Comme dirait ma sœur : synchronicité. Bon, pour ma part, je ne crois pas au concept de synchronicité, mais la coïncidence est incroyable, car nous aurions voulu la créer (ah ah), que nous n’y serions pas parvenus.
Je suis donc enchanté de faire ta connaissance, et de voir que nous partageons cette valeur.
Je vais d’ailleurs écumer ton site. Car il devient rare de trouver des îles virtuelles qui ne soient pas, elles aussi, générées par IA au moins en partie.
Je suis en tous cas très heureux que le label Fabrication Humaine fasse son œuvre, si je puis dire.
À bientôt, ici ou sur ton morceau d’Internet à toi.
Grâce à toi, j’apprends l’existence de ce label, merci beaucoup ! Et bravo d’y avoir adhéré, je trouve que c’est une super idée pour permettre de distinguer les artistes et créateurices qui font le choix de se passer de l’IA dans leur processus.
Je trouve aussi que c’est une initiative trop peu connue. Il existe un peu la même chose dans le monde anglo-saxon où pas moins de 6 labels se font concurrence, avec ou sans audit (source : https://www.agence-redaction-web.fr/blog/contenu-humain-certifie-labels-ai-free/).

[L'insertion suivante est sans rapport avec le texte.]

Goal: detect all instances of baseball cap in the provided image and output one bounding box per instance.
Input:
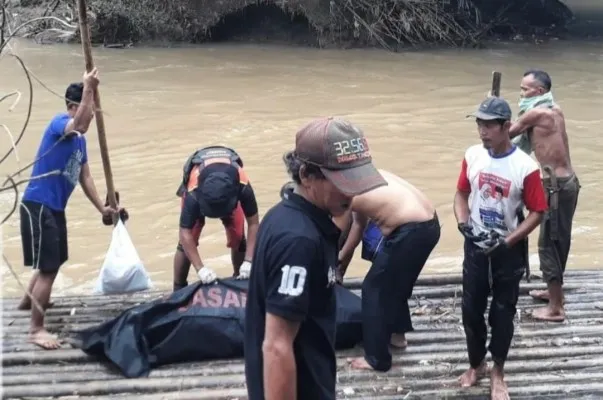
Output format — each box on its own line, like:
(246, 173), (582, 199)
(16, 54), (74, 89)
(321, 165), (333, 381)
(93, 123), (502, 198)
(195, 164), (239, 218)
(280, 181), (295, 199)
(295, 117), (387, 195)
(467, 97), (513, 121)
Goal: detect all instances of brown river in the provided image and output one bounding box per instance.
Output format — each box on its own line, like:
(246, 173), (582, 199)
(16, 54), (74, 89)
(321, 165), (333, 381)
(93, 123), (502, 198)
(0, 14), (603, 296)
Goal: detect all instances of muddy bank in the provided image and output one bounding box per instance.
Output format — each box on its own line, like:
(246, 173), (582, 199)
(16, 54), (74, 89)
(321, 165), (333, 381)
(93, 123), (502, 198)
(4, 0), (572, 50)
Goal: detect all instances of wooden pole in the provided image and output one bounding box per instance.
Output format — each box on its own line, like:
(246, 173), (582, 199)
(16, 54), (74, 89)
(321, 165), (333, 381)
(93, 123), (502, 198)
(77, 0), (119, 225)
(490, 71), (531, 282)
(491, 71), (502, 97)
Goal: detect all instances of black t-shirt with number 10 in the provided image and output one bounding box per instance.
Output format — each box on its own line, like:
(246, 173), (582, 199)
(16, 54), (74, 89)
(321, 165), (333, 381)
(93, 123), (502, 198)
(245, 193), (340, 400)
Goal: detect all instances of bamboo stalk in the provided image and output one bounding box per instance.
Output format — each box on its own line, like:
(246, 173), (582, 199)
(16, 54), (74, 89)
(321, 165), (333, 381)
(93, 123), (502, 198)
(2, 346), (603, 387)
(3, 359), (603, 399)
(2, 325), (603, 367)
(2, 270), (603, 311)
(2, 306), (603, 328)
(77, 0), (118, 219)
(2, 335), (602, 378)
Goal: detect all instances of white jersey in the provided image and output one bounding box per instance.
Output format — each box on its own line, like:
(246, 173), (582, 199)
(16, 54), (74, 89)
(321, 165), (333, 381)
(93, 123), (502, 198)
(457, 144), (547, 247)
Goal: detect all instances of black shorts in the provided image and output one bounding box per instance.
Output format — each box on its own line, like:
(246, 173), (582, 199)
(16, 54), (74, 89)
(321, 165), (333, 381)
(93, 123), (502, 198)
(19, 201), (68, 272)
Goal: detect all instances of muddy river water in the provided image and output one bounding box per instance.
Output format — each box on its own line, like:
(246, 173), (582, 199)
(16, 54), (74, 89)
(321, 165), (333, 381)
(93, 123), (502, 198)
(0, 18), (603, 296)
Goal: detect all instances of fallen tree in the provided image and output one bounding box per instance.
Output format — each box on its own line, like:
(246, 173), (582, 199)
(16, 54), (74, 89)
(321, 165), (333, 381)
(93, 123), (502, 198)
(5, 0), (572, 49)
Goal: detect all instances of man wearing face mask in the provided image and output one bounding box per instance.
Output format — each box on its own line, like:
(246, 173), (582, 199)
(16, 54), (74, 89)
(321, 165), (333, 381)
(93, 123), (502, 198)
(244, 118), (387, 400)
(509, 70), (580, 322)
(339, 170), (440, 371)
(454, 97), (547, 400)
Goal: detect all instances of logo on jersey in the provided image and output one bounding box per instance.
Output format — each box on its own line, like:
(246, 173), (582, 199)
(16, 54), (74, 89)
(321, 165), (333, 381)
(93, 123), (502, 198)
(327, 265), (337, 288)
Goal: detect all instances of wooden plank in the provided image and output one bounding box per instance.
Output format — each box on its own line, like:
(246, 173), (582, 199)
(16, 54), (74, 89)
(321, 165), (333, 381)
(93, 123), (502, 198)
(2, 271), (603, 400)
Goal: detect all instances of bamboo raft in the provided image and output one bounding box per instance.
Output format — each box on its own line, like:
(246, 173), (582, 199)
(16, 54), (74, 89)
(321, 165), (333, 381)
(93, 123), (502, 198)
(2, 271), (603, 400)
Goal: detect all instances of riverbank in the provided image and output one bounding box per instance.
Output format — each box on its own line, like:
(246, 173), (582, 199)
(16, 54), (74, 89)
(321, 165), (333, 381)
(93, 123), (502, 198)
(4, 0), (572, 51)
(2, 271), (603, 400)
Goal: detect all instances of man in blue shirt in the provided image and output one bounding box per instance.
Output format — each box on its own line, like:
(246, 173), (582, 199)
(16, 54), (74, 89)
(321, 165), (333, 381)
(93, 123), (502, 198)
(18, 68), (116, 350)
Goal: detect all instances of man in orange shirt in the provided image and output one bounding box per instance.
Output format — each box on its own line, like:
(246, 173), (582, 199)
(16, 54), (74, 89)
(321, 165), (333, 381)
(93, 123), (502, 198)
(174, 146), (260, 291)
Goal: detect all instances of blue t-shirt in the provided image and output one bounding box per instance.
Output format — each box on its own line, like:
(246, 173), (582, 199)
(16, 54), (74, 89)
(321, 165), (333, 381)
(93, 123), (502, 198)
(22, 113), (88, 211)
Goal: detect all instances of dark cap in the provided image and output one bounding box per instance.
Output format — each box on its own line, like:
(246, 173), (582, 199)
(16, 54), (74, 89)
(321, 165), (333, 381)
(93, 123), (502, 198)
(467, 96), (513, 121)
(195, 164), (239, 218)
(295, 117), (387, 195)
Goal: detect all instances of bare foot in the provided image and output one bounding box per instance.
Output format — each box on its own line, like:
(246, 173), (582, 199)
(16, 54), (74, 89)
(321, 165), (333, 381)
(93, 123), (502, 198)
(17, 297), (54, 310)
(490, 368), (511, 400)
(529, 290), (565, 304)
(348, 357), (373, 370)
(532, 306), (565, 322)
(459, 363), (488, 387)
(529, 290), (550, 301)
(29, 328), (61, 350)
(389, 333), (408, 349)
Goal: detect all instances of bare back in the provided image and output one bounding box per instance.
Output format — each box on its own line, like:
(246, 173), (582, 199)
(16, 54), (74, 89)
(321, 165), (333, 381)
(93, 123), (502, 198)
(530, 106), (574, 177)
(352, 170), (435, 236)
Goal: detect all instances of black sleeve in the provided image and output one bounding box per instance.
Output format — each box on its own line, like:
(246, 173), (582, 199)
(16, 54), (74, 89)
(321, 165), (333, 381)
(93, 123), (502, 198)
(180, 195), (203, 229)
(239, 183), (258, 218)
(266, 236), (318, 321)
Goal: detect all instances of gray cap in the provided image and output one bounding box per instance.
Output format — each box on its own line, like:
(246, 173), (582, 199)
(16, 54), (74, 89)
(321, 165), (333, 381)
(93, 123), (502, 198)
(467, 97), (513, 121)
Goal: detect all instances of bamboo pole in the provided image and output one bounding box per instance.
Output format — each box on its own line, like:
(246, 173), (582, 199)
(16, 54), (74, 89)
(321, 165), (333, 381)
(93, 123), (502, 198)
(3, 303), (603, 330)
(3, 358), (603, 399)
(2, 344), (603, 386)
(2, 323), (603, 367)
(77, 0), (119, 225)
(2, 269), (603, 306)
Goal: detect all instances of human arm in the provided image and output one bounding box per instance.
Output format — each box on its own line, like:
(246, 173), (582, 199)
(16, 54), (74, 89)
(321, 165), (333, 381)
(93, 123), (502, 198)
(453, 159), (471, 226)
(339, 212), (368, 276)
(509, 108), (543, 139)
(505, 169), (548, 247)
(60, 68), (98, 136)
(262, 236), (319, 400)
(79, 159), (107, 214)
(240, 183), (260, 262)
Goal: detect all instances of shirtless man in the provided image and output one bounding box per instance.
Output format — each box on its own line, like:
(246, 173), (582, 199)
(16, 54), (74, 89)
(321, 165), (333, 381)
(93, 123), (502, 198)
(339, 170), (440, 372)
(509, 70), (580, 322)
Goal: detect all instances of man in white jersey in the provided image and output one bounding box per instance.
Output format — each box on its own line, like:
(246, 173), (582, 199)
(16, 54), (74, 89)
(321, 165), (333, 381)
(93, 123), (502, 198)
(454, 97), (547, 400)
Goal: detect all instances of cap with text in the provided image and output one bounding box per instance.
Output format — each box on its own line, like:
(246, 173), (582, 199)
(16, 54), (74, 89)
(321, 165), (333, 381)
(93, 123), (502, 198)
(295, 117), (387, 195)
(467, 97), (513, 121)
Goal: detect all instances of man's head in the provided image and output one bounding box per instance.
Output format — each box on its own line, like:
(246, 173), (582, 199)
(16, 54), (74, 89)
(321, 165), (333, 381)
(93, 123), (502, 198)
(468, 97), (512, 149)
(519, 69), (553, 98)
(65, 82), (84, 116)
(284, 118), (387, 216)
(280, 181), (295, 199)
(193, 164), (240, 218)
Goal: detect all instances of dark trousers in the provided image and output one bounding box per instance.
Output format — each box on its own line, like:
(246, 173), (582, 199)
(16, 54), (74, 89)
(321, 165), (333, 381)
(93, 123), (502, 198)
(538, 175), (580, 284)
(462, 240), (525, 368)
(362, 215), (440, 371)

Fabrication Humaine est hélas sans audit, ce que personnellement je regrette. Mais c’est un premier pas. Et c’est celui qui coûte le plus.
J’espère que beaucoup de créateurs & créatrices vont faire le choix de montrer fièrement que leur travail n’est pas réductible à de la statistique.
On peut se servir de l’IA comme Intendante, mais pas comme un outil créatif, car nous n’en maîtrisons pas le résultat réellement, par nature.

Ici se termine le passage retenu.